There has been a lot of interest in Agile Project Management in recent years despite the fact that, at its core, Agile is more aligned with single product, team management than projects involving complex systems. Indeed, in Scrum (the most popular variant) there is not even a role for a Project Manager.

A key element missing from some of the popular support tools for Agile software development (eg Jira/Greenhopper, Rally, Basecamp et al) is dependency management. This, coupled with an approach to architecture that is often seen as an emergent element, creates a trap for those that might try to adopt Agile ‘Project Management’ without considering the higher levels of abstraction.

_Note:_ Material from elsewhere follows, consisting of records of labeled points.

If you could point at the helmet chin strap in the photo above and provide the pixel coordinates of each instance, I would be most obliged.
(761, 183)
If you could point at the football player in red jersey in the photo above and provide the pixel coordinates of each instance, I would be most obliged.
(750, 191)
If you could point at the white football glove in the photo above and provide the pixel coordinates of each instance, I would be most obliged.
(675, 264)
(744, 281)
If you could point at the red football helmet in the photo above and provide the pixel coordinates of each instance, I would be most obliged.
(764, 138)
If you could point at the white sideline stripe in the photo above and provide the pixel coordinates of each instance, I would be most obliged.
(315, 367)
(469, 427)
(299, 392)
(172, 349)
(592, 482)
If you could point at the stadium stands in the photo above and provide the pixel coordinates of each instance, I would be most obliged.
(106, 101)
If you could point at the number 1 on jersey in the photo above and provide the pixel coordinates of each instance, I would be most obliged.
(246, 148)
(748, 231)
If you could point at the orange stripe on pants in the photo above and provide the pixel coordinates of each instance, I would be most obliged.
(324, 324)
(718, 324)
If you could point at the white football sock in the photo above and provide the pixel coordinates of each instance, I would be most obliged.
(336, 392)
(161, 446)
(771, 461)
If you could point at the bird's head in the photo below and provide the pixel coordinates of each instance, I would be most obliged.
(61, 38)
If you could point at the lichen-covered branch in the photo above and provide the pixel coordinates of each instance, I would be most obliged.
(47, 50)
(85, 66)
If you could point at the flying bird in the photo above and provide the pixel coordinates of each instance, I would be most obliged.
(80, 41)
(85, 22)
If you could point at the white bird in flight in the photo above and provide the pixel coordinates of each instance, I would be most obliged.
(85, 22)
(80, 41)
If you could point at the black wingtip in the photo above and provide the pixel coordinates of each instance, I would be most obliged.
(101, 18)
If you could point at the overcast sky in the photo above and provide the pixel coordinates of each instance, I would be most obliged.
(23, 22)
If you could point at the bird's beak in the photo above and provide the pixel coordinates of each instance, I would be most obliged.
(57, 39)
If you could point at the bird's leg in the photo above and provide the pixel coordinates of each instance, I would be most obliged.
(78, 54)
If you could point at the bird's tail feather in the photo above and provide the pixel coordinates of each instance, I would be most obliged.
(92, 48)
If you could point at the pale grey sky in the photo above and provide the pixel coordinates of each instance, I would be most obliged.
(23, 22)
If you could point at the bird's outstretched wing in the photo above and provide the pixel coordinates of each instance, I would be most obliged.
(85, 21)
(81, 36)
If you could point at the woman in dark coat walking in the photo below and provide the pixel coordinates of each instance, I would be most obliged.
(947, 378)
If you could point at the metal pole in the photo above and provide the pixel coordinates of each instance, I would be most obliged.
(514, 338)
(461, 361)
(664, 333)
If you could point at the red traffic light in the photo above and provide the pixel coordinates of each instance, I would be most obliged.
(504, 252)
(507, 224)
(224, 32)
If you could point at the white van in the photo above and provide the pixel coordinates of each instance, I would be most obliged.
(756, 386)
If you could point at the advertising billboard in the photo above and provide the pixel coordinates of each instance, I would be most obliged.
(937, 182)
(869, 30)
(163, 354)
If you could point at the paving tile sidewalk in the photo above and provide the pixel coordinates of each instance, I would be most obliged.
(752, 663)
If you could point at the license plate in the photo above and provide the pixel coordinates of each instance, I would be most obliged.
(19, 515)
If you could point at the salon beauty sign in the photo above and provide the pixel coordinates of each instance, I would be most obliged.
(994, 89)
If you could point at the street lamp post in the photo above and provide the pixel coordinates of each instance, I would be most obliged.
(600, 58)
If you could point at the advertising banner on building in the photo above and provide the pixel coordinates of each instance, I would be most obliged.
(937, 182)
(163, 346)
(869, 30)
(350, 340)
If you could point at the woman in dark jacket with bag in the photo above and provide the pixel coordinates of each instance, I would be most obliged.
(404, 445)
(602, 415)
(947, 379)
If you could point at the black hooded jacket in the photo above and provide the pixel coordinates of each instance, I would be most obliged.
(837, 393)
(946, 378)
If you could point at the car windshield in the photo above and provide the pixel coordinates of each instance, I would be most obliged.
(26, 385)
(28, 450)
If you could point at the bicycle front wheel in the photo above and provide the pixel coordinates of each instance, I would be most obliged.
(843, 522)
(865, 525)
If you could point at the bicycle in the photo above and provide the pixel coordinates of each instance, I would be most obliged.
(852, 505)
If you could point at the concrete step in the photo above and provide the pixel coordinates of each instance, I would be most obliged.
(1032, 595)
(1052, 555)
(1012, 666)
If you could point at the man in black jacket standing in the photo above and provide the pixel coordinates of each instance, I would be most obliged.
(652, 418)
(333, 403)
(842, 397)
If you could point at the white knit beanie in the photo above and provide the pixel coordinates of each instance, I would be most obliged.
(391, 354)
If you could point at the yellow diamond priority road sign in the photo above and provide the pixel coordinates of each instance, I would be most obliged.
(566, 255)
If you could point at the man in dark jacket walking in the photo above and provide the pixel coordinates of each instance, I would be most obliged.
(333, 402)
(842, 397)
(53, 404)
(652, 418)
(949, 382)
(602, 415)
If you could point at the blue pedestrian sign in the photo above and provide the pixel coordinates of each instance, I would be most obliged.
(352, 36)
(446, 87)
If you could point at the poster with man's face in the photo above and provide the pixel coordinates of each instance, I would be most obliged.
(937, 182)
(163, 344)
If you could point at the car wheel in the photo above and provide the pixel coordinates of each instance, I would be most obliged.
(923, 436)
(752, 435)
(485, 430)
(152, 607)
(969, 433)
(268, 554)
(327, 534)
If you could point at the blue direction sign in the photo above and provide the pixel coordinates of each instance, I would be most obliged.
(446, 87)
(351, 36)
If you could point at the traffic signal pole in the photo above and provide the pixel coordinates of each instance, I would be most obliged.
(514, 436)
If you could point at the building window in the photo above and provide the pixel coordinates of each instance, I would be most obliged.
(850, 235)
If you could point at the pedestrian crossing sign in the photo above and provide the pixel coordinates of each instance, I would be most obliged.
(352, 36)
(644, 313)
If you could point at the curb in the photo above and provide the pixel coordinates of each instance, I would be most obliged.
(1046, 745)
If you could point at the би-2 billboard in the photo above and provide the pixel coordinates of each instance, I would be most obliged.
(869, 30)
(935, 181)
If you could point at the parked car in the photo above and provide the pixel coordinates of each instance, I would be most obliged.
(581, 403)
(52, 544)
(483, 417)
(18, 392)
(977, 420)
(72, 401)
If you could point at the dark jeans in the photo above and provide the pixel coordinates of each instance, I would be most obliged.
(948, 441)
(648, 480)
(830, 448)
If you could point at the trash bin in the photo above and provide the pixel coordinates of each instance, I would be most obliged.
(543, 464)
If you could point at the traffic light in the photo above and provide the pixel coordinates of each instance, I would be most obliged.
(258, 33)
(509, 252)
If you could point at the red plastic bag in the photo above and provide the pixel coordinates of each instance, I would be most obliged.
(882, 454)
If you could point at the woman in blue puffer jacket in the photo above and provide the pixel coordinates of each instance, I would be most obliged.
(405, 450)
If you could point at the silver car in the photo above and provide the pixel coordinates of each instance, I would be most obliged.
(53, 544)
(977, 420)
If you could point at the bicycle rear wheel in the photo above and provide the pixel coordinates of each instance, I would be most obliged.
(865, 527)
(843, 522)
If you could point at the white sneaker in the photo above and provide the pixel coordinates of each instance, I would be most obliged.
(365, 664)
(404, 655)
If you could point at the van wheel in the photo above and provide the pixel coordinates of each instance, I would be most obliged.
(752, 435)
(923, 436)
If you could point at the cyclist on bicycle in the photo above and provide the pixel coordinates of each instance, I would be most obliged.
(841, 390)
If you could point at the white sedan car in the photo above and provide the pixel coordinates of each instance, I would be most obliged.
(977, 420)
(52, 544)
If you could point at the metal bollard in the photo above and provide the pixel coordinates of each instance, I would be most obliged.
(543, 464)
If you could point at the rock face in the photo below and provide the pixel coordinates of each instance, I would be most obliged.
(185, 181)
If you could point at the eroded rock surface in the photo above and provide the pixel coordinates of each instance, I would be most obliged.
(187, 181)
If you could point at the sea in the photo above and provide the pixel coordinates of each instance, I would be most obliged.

I am reading (or rather skimming) an excellent book that makes exactly this point and others [Agile Software Requirements – Lean Practices for Teams, Programs and the Enterprise - Dean Leffingwell, 2011 Addison-Wesley]. This text echoes my own thoughts as Dean takes a PPM view with a Portfolio being guided by overarching investment themes that drive “Epics” which are incrementally realised through a Program of “Releases”. Only below this Release level does the Kanban and common Agile processes (eg Scrum) come into play.

Someone needs to be managing the other levels to ensure the Release Train delivers the features, performance and architecture anticipated by the Epics. In a single-product world this is primarily the lot of the Product Manager. However, in a more complicated case integrating systems incorporating simultaneous hardware and software development from disparate vendors, this is not going to be enough. In this case there will need to be convergence on key architectural decisions and points of integration through a solid systems engineering process. This will necessarily happen at a level of abstraction above any individual product.

It is at this system level that the more traditional Program and Project Management paradigms retain their value: managing dependencies, managing interfaces and maintaining alignment with overarching business needs. An iterative, incremental and risk-driven approach is, of course, sound but it is how this is implemented that needs careful consideration. Agile is not a panacea but merely a component of one. Rolling-wave planning (supporting an incremental learning culture), milestones related to proven functionality or performance and incremental funding have all been parts of R&D programs in defence and aerospace industries for some time. The adoption of Agile vertically through the enterprise should be an adaptation rather than a whole-scale change.

Back at the lowest level, another cautionary element is that, whilst team empowerment should have obvious benefits, treating the team like cogs in a machine is likely to undermine this goal. Kanban systems work in Production operations where there is a high degree of repetition. Moreover, such systems are often reserved for low-cost, high-use components where the ROI from full inventory management is poor (eg gloves, pens, nuts & bolts).  A recent blog post [by Brian de Haaff] compares the Kanban process in software development to a fad diet that is starving the engineers intellectually.

The potential fall-out from this is disconcerting.